Hello @VideoPac, great question and the confusion is understandable.
We actually had an error in the reporting of the BTC Short call, which is explained here: https://crypto-ml.com/community/topic/btc-short-technical-issue/.
Issue aside, the BTC Short and BTC Long signals are their own machine learning models and can indeed potentially conflict. Usually, they move in sync, but there have been times of minimal overlap.
In general, it has been our recommendation to “swim with the current.” That means to trade with the market. If the market is bullish and moving up, it is advisable to lean toward long trades. If the market is bearish and generally moving down, it is advisable to lean toward short trades.
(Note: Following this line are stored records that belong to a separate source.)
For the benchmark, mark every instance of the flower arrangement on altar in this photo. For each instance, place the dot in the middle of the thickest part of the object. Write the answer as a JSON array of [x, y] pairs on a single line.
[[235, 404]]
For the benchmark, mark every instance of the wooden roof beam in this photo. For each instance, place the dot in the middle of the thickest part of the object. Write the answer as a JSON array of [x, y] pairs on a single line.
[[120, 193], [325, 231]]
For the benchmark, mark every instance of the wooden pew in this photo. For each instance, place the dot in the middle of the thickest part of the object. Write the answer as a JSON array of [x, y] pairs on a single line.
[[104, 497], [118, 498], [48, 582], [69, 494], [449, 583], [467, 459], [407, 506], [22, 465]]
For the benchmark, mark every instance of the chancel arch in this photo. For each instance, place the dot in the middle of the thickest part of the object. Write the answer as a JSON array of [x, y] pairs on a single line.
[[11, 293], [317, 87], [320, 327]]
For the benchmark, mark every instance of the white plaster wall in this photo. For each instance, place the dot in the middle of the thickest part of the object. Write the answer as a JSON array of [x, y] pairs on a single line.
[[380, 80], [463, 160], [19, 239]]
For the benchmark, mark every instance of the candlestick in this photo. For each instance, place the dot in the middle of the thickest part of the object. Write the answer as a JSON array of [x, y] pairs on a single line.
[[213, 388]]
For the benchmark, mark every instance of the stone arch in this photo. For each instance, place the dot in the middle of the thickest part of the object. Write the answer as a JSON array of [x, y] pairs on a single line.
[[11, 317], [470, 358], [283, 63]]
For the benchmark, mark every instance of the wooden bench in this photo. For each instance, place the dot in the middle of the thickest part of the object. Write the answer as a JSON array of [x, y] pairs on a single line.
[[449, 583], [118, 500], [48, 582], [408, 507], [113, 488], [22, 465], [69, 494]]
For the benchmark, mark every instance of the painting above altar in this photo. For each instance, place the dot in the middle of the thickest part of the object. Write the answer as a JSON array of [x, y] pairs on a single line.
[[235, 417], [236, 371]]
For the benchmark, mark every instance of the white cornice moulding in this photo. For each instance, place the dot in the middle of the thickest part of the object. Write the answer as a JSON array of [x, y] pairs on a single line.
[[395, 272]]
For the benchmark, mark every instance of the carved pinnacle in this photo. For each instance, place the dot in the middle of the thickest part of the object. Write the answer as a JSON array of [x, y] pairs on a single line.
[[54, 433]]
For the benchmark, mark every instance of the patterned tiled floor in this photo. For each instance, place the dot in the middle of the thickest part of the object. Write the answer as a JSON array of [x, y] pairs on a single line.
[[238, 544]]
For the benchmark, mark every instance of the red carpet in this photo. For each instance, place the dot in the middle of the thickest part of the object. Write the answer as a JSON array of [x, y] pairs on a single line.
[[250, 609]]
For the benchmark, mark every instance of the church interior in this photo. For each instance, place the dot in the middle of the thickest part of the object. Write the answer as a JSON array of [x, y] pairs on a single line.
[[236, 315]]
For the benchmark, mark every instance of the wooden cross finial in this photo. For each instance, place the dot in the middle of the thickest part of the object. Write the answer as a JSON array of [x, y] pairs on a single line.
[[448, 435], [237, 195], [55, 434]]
This is a general trading principle that most traders will follow anyway–you’re just stacking the odds in your favor.
I wouldn’t think about it as canceling each other out–I’d think about it as choosing one strategy that is best for the market and sticking with it from trade open to trade close. Our Market Index is designed to help choose which way you want to lean. Reading about our Market Index will explain this a bit more. You can also see how that pans out in the Combined Strategy portion of the Trade History.
With that said, we are working on a unified short/long signal designed for higher trading frequency. This new model will be able to issue long and short positions and will be more focused on short-term reversals. This is nearly ready for general availability and hopefully will be out within 30 days.
Does that help?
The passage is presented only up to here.